Pink Floyd and the Occult: Discuss.

Researchers at Indiana University, notably William R. Newman, John A. Walsh, Dot Porter, and Wallace Hooper, have spent the last several years developing The Chymistry of Isaac Newton, an absolutely wonderful history of science resource which, as of this past month, has digitized all 59 of Newton’s alchemical manuscripts assembled by John Keynes in 1936. Among the sites features are heavily annotated transcriptions, manuscript images, often scholarly synopses, and examples of alchemical experiments. That you can try at home. That’s right, you can do alchemy with this website. They also managed to introduce alchemical symbols into unicode (U+1F700 – U+1F77F), which is just indescribably cool.

Alchemical experiments at home! http://webapp1.dlib.indiana.edu/newton/reference/mineral.do

What I really want to highlight, though, is a brand new feature introduced by Wallace Hooper: automated Latent Semantic Analysis (LSA) of the entire corpus. For those who are not familiar with it, LSA is somewhat similar LDA, the algorithm driving the increasingly popular Topic Models used in Digital Humanities.
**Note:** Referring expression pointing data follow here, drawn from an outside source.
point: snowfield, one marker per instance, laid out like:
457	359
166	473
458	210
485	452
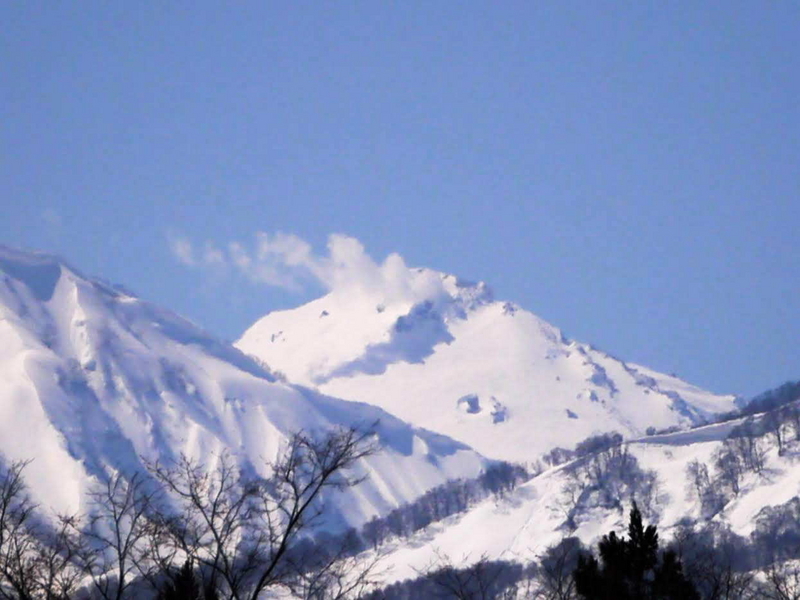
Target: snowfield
487	373
94	381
They both have their strengths and weaknesses, but essentially what they do is show how documents and terms relate to one another.

Newton Project LSA

In this case, the entire corpus of Newton’s alchemical texts is fed into the LSA implementation (try it for yourself), and then based on the user’s preferences, the algorithm spits out a network of terms, documents, or both together. That is, if the user chooses document-document correlations, a list is produced of the documents that are most similar to one another based on similar word use within them. That list includes weights – how similar are they to one another? – and those weights can be used to create a network of document similarity.

Similar Documents using LSA

One of the really cool features of this new service is that it can export the network either as CSV for the technical among us, or as an nwb file to be loaded into the Network Workbench or the Sci² Tool. From there, you can analyze or visualize the alchemical networks, or you can export the files into a network format of your choice.

Network of how Newton’s alchemical documents relate to one-another visualized using NWB.

It’s great to see more sophisticated textual analyses being automated and actually used. Amber Welch recently posted on Moving Beyond the Word Cloud using the wonderful TAPoR, and Michael Widner just posted a thought-provoking article on using Voyeur Tools for the process of paper revision. With tools this easy to use, it won’t be long now before the first thing a humanist does when approaching a text (or a million texts) is to glance at all the high-level semantic features and various document visualizations before digging in for the close read.